In this tutorial, you will learn about linear regression algorithm. I will also explain Linear Regression real life example. This will make it easy to understand.

Table of Contents

Linear regression is one of the most popular algorithms in ML.

Linear regression algorithm is used to predict the continuous-valued output from a labeled training set i.e. it is a supervised learning algorithm.

It is a well-known algorithm for machine learning as well as it is well-known in Statistics.

For further explanation, let us consider a Linear Regression example.

We are having a training set of a **House prediction system**. We are using features of House i.e. area, the number of bedrooms, etc. as input and its price is our output.

1. We are having labeled training set of houses where the input is a matrix having ‘m’ rows and ‘n’ columns. ‘m’ correspond to the number of houses in the training set, each having ‘n’ number of features. The output of this training set is a vector having size ‘m’.

We will use ‘i’ as index denoting row number and ‘j’ as index denoting column number. ‘i’ denotes ith training example and ‘j’ denotes jth feature.

2. Linear regression algorithm is fed with this training set which outputs the function ‘h’. ‘h’ stands for a hypothesis.

So now when ‘h’ is fed with new input it tries to predict its output. Thus ‘h’ is a function that maps X to Y.

Y = h(X) h(X) = a1x1 + a2x2+ … + aNxN x1, x2, x3, … xN are featured. For e.g. x1 = size of house, x2 = number of bedrooms, x3 = number of bathrooms, etc. a1, a2, a3, ...aN are coefficients. Normally ‘theta’ is used as coefficients, just for my convenience I have used ‘a’ instead of ‘theta’. Y is price of house.

3. Now we need to find values of coefficients so that we can use those values to predict output for corresponding input. That is, we need to find values of a1, a2, a3, … aN. For finding values of coefficients we use GRADIENT DESCENT ALGORITHM.

4. Once we have values of all coefficients we can predict the output of linear regression real life example for unseen inputs.

1. **Gradient descent** is an optimization algorithm, where we try to optimize the value of coefficients by minimizing a cost function (cost).

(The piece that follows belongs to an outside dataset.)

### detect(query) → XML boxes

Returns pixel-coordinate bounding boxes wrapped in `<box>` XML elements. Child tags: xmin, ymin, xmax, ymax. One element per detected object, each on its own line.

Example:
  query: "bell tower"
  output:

2. **Cost function (cost)** is having coefficients as parameters. It has a shape like a bowl, where any point on the bowl can be imagined as having coefficients as its coordinates. So minimum value of cost function will be at the bottom of the bowl so there we will have best sets of coefficients.

3. We initialize coefficients with random values. Cost is calculated by plugging that values of coefficients into a function ‘f’.

Cost = f(coefficient)

4. Then we calculate a derivative of a cost function, since derivative gives slope at a point, pointing to the direction in which we can move coefficient value in order to get the lower cost in next iteration.

Delta = derivative(cost)

5. Once we know which direction is downhill we can keep updating the value of coefficients until the derivative of cost function tends to zero. A learning rate parameter (alpha) is used to control change in the coefficient on each update.

Coefficient = coefficient – (alpha * delta)

6. In order to speed up the process of calculation of coefficients do scaling of features i.e. try to get the value of all features in a single range. For e.g. -1 < feature < 1.

So if our feature is the size of the house, we will do scaling of it by dividing each value by 5000(range of size of the house). Therefore if the original size of the house is 2000, we will assume 2000/5000 as our value of the new feature.

This is simple linear regression real life example to get a clear understanding. It is very useful for machine learning.